Linsey Marr, an aerosol scientist at Virginia Tech, recently told Business Insider that elevators could be coronavirus-catching hot spots for people “if they are crowded and people ride in them for a long time, like a minute or more, several times a day.”
It’s definitely a good idea to wash your hands after riding in an elevator and before starting work, especially if you’ve touched the buttons.
We don’t yet have a clear picture of what workplace coronavirus transmission might look like, but what is clear so far is that no matter what kinds of disease-fighting measures are implemented, some people will catch the coronavirus at work.
Seasonal-influenza models have suggested that anywhere from one-tenth to one-third of flu cases every year are caught at work, and transmission could be similar for the coronavirus, which is also a respiratory illness.
At Discover Financial Services in Chicago, workers might be seated at every other workstation, with X’s placed on the off-limits stations, its chief human-resources officer told The Wall Street Journal last week.

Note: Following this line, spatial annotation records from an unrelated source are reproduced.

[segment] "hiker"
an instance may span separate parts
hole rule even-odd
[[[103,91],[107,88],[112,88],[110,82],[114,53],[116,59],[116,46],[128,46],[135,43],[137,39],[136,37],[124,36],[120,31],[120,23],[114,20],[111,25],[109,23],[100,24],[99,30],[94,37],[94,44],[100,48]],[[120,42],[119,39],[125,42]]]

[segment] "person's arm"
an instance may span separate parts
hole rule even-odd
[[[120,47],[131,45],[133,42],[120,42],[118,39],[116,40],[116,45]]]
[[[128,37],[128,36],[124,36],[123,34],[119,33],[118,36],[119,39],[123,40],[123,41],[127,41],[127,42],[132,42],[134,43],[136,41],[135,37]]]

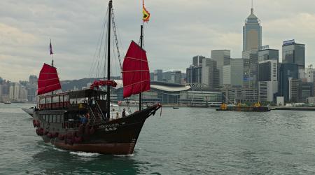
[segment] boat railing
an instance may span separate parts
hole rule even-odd
[[[39,104],[37,108],[40,110],[60,109],[69,107],[70,102],[62,102],[55,103]]]
[[[96,119],[95,115],[94,114],[94,112],[93,112],[93,111],[92,110],[91,107],[90,107],[89,105],[88,105],[88,108],[89,108],[89,110],[90,110],[90,113],[92,114],[92,118],[93,121],[94,121],[94,122],[95,122],[95,119]]]
[[[62,123],[63,128],[76,128],[78,127],[81,122],[80,120],[69,120]]]
[[[102,120],[105,120],[105,116],[104,115],[103,111],[102,111],[101,107],[99,107],[99,103],[95,100],[95,104],[97,105],[97,112],[102,115]]]

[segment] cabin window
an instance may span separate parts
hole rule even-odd
[[[49,122],[52,122],[52,115],[48,115],[49,116]]]
[[[64,95],[64,102],[68,102],[68,101],[69,101],[69,95]]]
[[[53,118],[54,118],[54,122],[58,122],[58,120],[57,120],[57,115],[56,114],[54,114],[53,115]]]
[[[55,96],[52,97],[52,103],[58,103],[59,102],[59,96]]]

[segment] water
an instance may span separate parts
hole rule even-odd
[[[133,155],[59,150],[36,136],[21,108],[0,104],[0,174],[315,174],[315,112],[162,108]]]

The accounting firm PricewaterhouseCoopers has developed its own contact-tracing app to keep track of COVID-19 cases within the company when offices reopen, Accounting Today reported in April.
But the coronavirus by no means spells the end of the open-plan office. Simply put, the shared-space strategy saves employers too much cash, even if it means we have to get closer to our colleagues — and whatever they may exhale.
“Density has been a strategy for firms for a long time, to make the best use of space,” Melissa Hanley, CEO of the design firm Blitz, previously told Business Insider. “That is a premium, and that means open office.”